The recommendations fall into the categories of building energy, transportation, land use, and waste. Some of them (.pdf) aren't divergent from what's slowly being implemented in Seattle—like creating neighborhood greenways and investing in pedestrian, bike, and transit networks (which we should be doing with more gusto)—while others are pretty radical. For example:

We know what we want to do, we dont have the funding to do it, explains Jill Simmons, from the citys Office of Sustainability and Environment.
  • "We know what we want to do, we don't have the funding to do it," explains Jill Simmons, from the city's Office of Sustainability and Environment.

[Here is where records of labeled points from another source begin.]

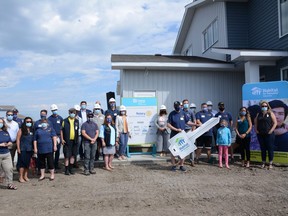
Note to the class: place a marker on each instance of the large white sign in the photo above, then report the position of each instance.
(141, 114)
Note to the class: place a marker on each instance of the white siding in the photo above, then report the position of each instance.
(196, 86)
(202, 18)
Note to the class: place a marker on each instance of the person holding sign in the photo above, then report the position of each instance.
(176, 122)
(265, 124)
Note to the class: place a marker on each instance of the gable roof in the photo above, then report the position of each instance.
(168, 62)
(187, 20)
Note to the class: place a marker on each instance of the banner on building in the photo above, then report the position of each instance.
(141, 113)
(276, 93)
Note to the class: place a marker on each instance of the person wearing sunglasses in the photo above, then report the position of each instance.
(265, 124)
(12, 128)
(24, 144)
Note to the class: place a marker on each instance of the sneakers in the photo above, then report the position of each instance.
(174, 168)
(183, 169)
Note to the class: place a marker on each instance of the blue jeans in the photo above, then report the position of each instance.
(123, 143)
(89, 155)
(266, 142)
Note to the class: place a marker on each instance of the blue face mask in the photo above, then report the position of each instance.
(44, 125)
(264, 108)
(9, 118)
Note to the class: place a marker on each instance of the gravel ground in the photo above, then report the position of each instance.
(152, 189)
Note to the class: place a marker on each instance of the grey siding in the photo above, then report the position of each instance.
(237, 24)
(264, 26)
(196, 86)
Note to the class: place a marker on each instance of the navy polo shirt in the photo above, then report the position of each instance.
(90, 128)
(56, 122)
(113, 113)
(177, 120)
(204, 116)
(4, 137)
(44, 140)
(38, 125)
(224, 115)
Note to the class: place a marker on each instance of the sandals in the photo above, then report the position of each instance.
(12, 187)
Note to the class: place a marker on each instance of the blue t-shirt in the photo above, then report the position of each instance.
(204, 116)
(90, 128)
(177, 120)
(44, 140)
(4, 137)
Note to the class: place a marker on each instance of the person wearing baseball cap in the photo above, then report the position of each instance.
(176, 122)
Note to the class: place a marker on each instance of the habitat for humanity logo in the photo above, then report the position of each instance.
(265, 92)
(182, 143)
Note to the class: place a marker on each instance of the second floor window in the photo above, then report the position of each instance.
(210, 35)
(283, 17)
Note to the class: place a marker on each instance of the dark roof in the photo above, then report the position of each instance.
(162, 59)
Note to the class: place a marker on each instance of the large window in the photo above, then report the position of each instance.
(210, 35)
(283, 17)
(284, 74)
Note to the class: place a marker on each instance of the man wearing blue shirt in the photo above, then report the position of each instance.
(56, 121)
(177, 120)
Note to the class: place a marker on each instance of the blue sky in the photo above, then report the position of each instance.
(59, 51)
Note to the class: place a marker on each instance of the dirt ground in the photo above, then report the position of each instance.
(152, 189)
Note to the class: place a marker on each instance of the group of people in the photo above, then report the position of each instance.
(185, 118)
(88, 133)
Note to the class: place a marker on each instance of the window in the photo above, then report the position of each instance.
(283, 17)
(284, 74)
(210, 35)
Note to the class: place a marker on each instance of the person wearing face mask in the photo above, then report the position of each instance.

Set up road tolls on highways and "major arterials": The city of Seattle should have the authority to implement tolls on "all limited access highways and potentially also on major arterials," the recommendation reads, in order to pay for transit, bike, and pedestrian projects.

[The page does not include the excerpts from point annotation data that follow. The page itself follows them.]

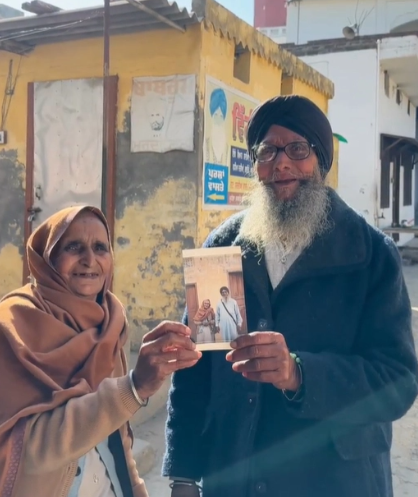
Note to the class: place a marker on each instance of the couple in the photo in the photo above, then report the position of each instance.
(227, 320)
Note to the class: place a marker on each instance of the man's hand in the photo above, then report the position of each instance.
(164, 350)
(264, 357)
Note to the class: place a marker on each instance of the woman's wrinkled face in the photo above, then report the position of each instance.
(82, 257)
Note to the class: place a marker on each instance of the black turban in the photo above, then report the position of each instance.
(301, 116)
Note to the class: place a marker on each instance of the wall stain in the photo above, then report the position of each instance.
(12, 199)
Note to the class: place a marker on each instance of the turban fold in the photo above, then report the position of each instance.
(298, 114)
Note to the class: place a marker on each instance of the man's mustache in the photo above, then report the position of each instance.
(288, 176)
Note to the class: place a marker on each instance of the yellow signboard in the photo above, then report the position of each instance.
(227, 167)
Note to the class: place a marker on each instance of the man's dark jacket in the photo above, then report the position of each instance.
(344, 309)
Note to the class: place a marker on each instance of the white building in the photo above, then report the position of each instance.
(310, 20)
(374, 108)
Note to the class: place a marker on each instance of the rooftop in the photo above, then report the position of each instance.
(52, 25)
(21, 34)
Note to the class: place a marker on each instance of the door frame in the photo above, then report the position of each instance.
(111, 89)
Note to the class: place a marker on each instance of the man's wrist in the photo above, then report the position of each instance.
(143, 402)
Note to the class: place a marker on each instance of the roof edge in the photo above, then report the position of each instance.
(234, 28)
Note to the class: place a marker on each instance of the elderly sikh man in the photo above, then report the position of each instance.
(303, 406)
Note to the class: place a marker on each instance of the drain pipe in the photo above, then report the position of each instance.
(377, 164)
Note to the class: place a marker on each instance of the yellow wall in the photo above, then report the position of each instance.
(148, 283)
(155, 226)
(265, 82)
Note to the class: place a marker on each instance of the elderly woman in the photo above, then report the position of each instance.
(65, 394)
(205, 322)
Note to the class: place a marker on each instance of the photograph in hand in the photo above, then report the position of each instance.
(215, 296)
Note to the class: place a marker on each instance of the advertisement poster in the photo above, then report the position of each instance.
(215, 296)
(162, 113)
(227, 167)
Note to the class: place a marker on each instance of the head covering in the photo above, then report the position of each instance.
(301, 116)
(203, 313)
(54, 345)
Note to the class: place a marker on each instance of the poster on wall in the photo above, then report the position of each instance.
(227, 167)
(162, 113)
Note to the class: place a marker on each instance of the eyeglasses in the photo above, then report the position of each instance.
(294, 150)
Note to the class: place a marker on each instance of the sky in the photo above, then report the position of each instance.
(242, 8)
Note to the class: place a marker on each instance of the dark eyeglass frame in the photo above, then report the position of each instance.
(284, 149)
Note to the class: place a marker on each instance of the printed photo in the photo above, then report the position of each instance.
(215, 296)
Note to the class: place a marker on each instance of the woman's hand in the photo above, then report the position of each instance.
(164, 350)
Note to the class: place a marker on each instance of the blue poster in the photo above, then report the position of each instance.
(241, 164)
(216, 181)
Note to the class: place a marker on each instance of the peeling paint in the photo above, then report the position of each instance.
(149, 273)
(158, 196)
(12, 208)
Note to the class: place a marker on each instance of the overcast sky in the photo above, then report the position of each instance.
(242, 8)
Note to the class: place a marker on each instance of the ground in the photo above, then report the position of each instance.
(405, 443)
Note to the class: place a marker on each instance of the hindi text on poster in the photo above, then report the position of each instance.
(227, 112)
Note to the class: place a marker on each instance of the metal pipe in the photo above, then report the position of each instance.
(106, 66)
(377, 163)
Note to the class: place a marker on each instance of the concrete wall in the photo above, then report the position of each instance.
(322, 19)
(359, 103)
(156, 194)
(395, 120)
(352, 113)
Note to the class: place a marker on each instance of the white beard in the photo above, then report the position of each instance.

This is an incredibly forward thinking, brave idea—which is why I predict it has a kitten's chance in hell of surviving unscathed. I can hear the capillaries of car-loving commuters bursting from here.

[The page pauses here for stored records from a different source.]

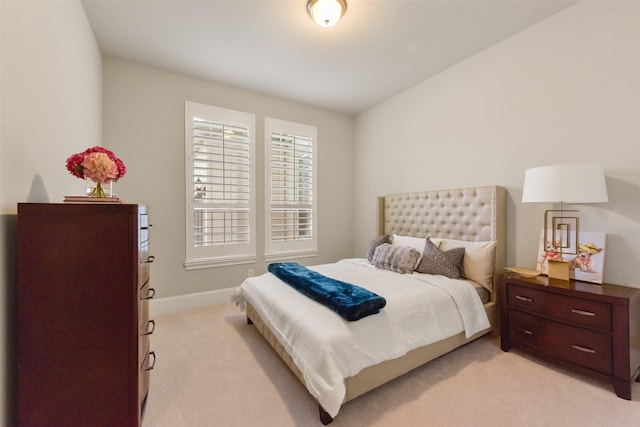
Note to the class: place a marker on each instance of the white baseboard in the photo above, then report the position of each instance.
(189, 301)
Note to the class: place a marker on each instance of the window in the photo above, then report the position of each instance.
(291, 223)
(220, 200)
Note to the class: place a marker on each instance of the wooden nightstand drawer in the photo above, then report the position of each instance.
(583, 347)
(575, 310)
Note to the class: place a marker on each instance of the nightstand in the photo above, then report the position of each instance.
(590, 328)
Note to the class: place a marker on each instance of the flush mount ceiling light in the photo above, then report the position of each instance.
(326, 13)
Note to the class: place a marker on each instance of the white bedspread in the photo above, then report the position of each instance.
(421, 309)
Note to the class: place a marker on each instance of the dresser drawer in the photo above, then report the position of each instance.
(575, 310)
(583, 347)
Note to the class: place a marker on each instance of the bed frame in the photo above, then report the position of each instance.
(471, 214)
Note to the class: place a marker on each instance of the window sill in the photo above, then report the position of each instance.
(282, 256)
(212, 263)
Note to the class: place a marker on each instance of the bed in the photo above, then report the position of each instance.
(473, 218)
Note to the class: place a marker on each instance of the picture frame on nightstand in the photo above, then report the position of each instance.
(586, 261)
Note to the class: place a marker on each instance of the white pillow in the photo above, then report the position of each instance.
(413, 242)
(478, 259)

Creating a citywide network of cycle tracks: The idea of cycle tracks (bikeways that are physically separated from motor vehicle and pedestrian traffic) isn't a new one—it's been proposed on several Seattle arterials, like Dexter Avenue, and then discarded for a less controversial paint job—but the idea of having a network of citywide cycle tracks within downtown Seattle, "with connections to and through Urban Villages," as the recommendation suggests, would be pretty transformative for bike commuters. The study also recommends implementing a bike sharing pilot program downtown.

Issuing bulk Orca cards for building residents: The panel concludes that best way to prioritize transit is by issuing Orca cards to all new residents of apartment/condo buildings in "participating transit communities," which would presumably be purchased Costco-bulk style by the building owners. I'm unsure what a "transit community" is but it seems like a pretty solid idea.

These preliminary ideas are simply being presented to council today, which means that they don't include implementation or funding strategies. There will be quite a few months for public comment (read: chances to bitch about tolls) between now and the fall, when the council is slated to adopt a Climate Action Plan that will hopefully include some of today's recommendations.